For the last three days I have been on a personal "mini-sabbath." It has been a mixed bag of encountering the Holy One and self-disappoinntment. He is always gracious and yet it seems as though I sometimes booby-trap our moments together.
But not tonight. Oh, no. Not tonight.
I sat in Panera eating some nondescript sandwich and a bread bowl of broccoli cheese soup. I was reading "Velvet Elvis" by Rob Bell. I am nearly finished with it. As I sat alone at my table, surrounded by yuppie couples and studying college students I felt a little out of place. Gray haired. Fifty. They were seeking to further their place in the world. I was seeking to further transcend my place in the world. They seemed anxious to compete and successfully upscale themselves. I was trying to figure out how to decrease so that He might increase. I didn't fit in.
Rob was writing directly to my heart. I knew it. Something was resonating within me as I read his words. They were alive. But I didn't know how close he was coming to the new reality that was about to over take me via cell phone.
He wrote, "Notice what God does with His 'good' creation. 'Then God said, Let the land produce vegetation: seed-bearing plants and trees on the land that bear fruit with seed in it, according to their various kinds. And it was so.' The next verse is significant: 'The LAND produced vegetation.' Notice it doesn't say, GOD produced vegetation. God empowers the land to do something. He gives it the capacity to produce trees and shrubs and plants and bushes that produce fruit and seeds. God empowers creation to make more. This happens again in Genesis 1: 22 when God blesses the creatures of the water and sky and then says, 'be fruitful and increase in number and fill the water in the seas, and let the birds increase on the earth.' Once again God gives creation - here it is fish and birds - the ability to multiply and make more. God doesn't make more fish; God gives fish the ability to make more. An important distinction. God empowers creation to make more and in doing so loads it with potential. It is going to grow and change and move and not be the same today as it was yesterday, and tomorrow it will move another day forward. Creation is loaded with potential and possibility and promise. God then makes people whom he puts right in the middle of all this loaded creation, commanding them to care for creation, to manage it, to lovingly use it, to creatively order it. The words he gives are words of loving service and thoughtful use. From day one (which is really day six), they are in intimate relationship and interaction with their environment. They are environmentalists. Being deeply connected with their environment is who they are. For them to be anything else or to deny their divine responsibility to care for all that God has made would be to deny something that is at the core of their existence."
My cell phone rang. I put the book aside. It was my daughter calling. She is one of the best people to grace our planet. Anytime one of my children takes the time to call me I will take the time to answer. Each of them is a jewel etched into the history of my life. Add Joe to the mix and you have a winning combo that just cannot be outdone. I love Joe like as though he were my own flesh. (But I am sure Kelli is grateful that he is not...)
As we said hello, Kelli told me how disappointed she was that I was not at home. She and Joe had come over to give us a present. And she told me she was going to hand her mother the telephone so I could audibly share in opening it. Now, nobody opens a present correctly these days. Wrapping paper is meant to be shredded and tossed over the shoulder wildly in order to get at the goodies inside. I waited patiently, listening in as best I could to the conversation taking place in my living room seventy-five miles away. I heard Debbie say something like, "It's a children's book." Kelli said that yes, it was to read to our grandchild. Then the noise got really loud on the other end. I heard Debbie scream, "ARE YOU GOING TO HAVE A BABY???!!! And then there was just more screams. When Debbie began talking to me she was crying. It seems that April 15th is the day we should have a new child appear in our little family.

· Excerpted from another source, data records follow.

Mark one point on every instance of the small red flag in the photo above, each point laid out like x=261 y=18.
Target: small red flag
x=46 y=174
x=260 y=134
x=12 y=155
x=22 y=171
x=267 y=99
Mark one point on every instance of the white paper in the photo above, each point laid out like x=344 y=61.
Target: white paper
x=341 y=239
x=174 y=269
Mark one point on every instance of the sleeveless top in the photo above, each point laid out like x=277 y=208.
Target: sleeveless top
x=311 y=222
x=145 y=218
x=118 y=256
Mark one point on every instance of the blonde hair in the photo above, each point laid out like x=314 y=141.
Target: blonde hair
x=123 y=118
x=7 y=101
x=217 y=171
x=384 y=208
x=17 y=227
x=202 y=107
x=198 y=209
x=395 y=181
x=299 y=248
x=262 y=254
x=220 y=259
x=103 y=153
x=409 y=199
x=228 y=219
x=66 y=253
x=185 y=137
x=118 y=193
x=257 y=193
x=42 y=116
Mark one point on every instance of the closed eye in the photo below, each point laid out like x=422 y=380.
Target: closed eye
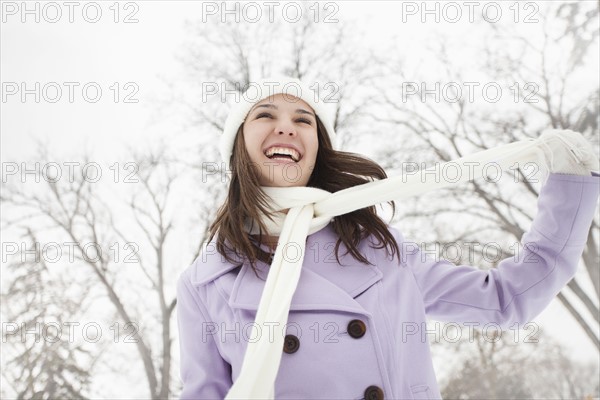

I clicked the phone shut. I looked around at the yuppies and college students. Their mouths moved and they shoveled food in between words but I ignored them when I realized the earth was trembling under me. I am going to be ... no ... wait ... I AM a grandfather! Somewhere deep in the abdomen of my daughter is a very tiny, very human, very much alive ... child. I glanced down at "Velvet Elvis." My eyes landed on these words, "God empowers creation to make more and in doing so loads it with potential." Well yes, indeed He does.
I am not lying. That is the place where my gaze fell. Look it up yourself. Velvet Elvis. Rob Bell. Zondervan Publishing. Page 158. The very first sentence on the page.
This has not yet soaked in. I am thrilled! I am elated! I am joy-filled! I am also quite shocked, a little bit afraid, and just slightly catatonic. (Is it possible to be "slightly" catatonic?) And I am done writing for now. All I know to add is the words penned by that great theologian, Forrest Gump. "That's all I have to say about that."